Bolling v. Sharpe
Following is the case brief for Bolling v. Sharpe, 347 U.S. 497 (1954)
Case Summary of Bolling v. Sharpe:
- A group of African-American students were denied admission to a D.C. public school because of their race. They sued, alleging that racial segregation violates due process guaranteed by the Fifth Amendment.
- The District Court dismissed the complaint, and the Supreme Court granted certiorari without a Court of Appeals decision.
- The Supreme Court handed down its decision the same day it handed down Brown v. Board of Education.
- The Court held that racial segregation in public schools violates the due process clause of the Fifth Amendment.
Bolling v. Sharpe Case Brief
Statement of the Facts:
Petitioners, a group of African-American children, were denied admission to a public school in the District of Columbia solely because of their race. Petitioners filed a complaint in the District Court for the District of Columbia, alleging that the denial was a violation of their due process rights under the Fifth Amendment.
Procedural History:
The District Court dismissed the complaint. The Supreme Court granted certiorari, before the Court of Appeals could render a decision, because of the important constitutional question presented.
Issue and Holding:
Did segregation of the public schools in the District of Columbia violate the Fifth Amendment of the Constitution? Yes.
Judgment:
The District Court’s decision was reversed, and the case was placed back on the Supreme Court’s docket for argument regarding the form of the Court’s order.
Rule of Law or Legal Principle Applied:
Racial segregation of the public schools in the District of Columbia violates the due process clause of the Fifth Amendment.
Reasoning:
The decision of Brown v. Board of Education, 347 U.S. 483 (1954), decided the same day as this case, holds that racial segregation in public schools violates the equal protection clause of the Fourteenth Amendment. The schools in the District of Columbia, overseen by the Federal Government, pose a slightly different problem because the Fourteenth Amendment only applies to the States.
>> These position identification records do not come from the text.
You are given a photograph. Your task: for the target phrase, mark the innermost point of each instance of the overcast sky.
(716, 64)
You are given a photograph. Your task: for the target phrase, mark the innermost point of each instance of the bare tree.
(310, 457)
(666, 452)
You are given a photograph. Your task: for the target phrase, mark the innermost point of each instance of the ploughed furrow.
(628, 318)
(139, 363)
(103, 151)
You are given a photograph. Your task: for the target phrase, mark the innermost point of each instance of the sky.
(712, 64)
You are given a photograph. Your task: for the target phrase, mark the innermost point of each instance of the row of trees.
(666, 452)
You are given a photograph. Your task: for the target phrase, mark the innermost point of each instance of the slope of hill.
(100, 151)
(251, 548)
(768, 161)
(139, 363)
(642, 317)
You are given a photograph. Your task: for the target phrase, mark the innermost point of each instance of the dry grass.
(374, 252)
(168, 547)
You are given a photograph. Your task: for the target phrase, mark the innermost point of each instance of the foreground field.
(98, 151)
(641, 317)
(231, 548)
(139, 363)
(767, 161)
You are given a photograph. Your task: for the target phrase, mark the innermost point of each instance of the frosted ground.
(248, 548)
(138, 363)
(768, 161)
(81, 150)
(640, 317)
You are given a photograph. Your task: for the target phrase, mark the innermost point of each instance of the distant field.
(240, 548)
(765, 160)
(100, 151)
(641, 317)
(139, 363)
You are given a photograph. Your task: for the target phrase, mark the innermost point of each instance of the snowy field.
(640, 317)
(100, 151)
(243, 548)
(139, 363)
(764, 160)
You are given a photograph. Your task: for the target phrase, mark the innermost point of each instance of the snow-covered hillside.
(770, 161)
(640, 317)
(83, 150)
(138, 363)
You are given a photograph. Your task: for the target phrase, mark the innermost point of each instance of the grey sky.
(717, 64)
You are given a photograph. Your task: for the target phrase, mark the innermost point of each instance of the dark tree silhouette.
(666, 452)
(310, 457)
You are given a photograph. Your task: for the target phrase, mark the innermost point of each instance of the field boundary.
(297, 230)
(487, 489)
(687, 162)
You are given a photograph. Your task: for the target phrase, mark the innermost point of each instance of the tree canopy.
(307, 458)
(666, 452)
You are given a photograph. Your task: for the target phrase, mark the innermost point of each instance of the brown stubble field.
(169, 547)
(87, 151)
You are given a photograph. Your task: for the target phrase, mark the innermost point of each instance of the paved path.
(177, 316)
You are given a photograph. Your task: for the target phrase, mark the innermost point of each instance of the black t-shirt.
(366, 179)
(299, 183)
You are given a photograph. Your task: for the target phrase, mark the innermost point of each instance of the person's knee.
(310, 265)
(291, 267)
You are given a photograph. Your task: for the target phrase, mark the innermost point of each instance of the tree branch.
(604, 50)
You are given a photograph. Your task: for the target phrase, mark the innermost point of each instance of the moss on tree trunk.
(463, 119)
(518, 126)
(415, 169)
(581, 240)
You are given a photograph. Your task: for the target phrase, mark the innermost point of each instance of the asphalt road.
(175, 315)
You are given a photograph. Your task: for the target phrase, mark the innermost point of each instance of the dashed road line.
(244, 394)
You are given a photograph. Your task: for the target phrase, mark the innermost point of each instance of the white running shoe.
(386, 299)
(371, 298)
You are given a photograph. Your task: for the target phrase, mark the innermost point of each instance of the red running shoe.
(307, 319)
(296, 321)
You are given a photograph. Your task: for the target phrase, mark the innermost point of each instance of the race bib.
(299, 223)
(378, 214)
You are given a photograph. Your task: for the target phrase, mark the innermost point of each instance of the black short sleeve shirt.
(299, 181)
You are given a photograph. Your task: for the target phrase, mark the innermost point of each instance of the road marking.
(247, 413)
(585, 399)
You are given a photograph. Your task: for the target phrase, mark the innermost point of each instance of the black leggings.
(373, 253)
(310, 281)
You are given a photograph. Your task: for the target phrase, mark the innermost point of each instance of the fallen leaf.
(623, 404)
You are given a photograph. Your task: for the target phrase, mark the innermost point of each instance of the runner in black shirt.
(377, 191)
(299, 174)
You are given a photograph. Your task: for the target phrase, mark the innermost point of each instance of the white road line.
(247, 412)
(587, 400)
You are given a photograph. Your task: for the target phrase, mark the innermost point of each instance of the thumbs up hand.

That said, the concepts of “due process” and “equal protection,” while not synonymous, are not mutually exclusive. They both stem from the American notion of fairness. Accordingly, racial segregation is so unjustifiable that it violates not only equal protection but due process as well.
Further, segregation in public schools is not reasonably related to any legitimate governmental objective. Thus, it places such a burden on African-American students that it is a deprivation of liberty in violation of due process clause of the Fifth Amendment.
Significance:
Bolling v. Sharpe was a landmark decision, decided the same day as Brown v. Board of Education, marking the end of racial segregation in public schools. Also, it created a concept called “reverse incorporation,” whereby the rights under the equal protection clause of the Fourteenth Amendment can be incorporated back to the federal government through the Fifth Amendment’s due process clause.